The facility, founded by the Diocese of Jerusalem in 1965, is a charitable rehabilitation center serving children with a range of disabilities, and it is known as a pioneer in treating children with autism from the Palestinian territories of the West Bank and Gaza.

Boehm, an art curator at the Metropolitan Museum of Art in New York, said she first traveled to Jerusalem about five years ago on a work trip. While there, she took baby blankets to the Princess Basma Centre based on a request from AFEDJ. She brought back stories of the experience to her congregation at St. James.

“Everyone was just overwhelmed by the amazing work that they do at this center,” Boehm said. She and other St. James parishioners began visiting the center on church trips to Jerusalem, and the congregation, through its outreach budget, now gives more than $2,000 a year to AFEDJ to support the Princess Basma Centre.

Separately, a parishioner who works as a high school teacher mentioned to Hall two years ago that it was difficult to find workplaces that would hire special-needs teenagers. Hall said it was like “the Holy Spirit blew through the room,” and the congregation quickly developed a plan to renovate the church basement and turn it into a thrift shop that would hire students with disabilities.

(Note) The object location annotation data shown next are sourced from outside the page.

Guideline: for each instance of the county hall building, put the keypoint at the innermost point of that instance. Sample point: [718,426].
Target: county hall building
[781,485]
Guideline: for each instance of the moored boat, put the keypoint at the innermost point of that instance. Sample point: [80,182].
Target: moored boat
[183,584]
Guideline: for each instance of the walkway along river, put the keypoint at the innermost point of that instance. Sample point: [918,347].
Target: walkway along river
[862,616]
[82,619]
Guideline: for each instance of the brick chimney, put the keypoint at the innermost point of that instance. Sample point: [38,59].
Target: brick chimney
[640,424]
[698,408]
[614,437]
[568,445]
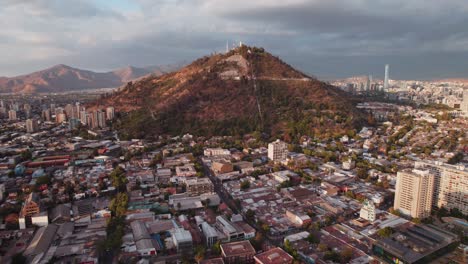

The dozen or so students who now work at the Sky’s the Limit store have been drawn to the cause of helping children in Jerusalem, and AFEDJ welcomes their support.

“We thank the young people who run the thrift store at St. James for showing us all how to share gifts with our brothers and sisters in the Holy Land,” AFEDJ Executive Director John Lent said in a written statement. “These students and the St. James community have built a tangible connection to children in East Jerusalem who are treated and educated at the remarkable Princess Basma Centre.”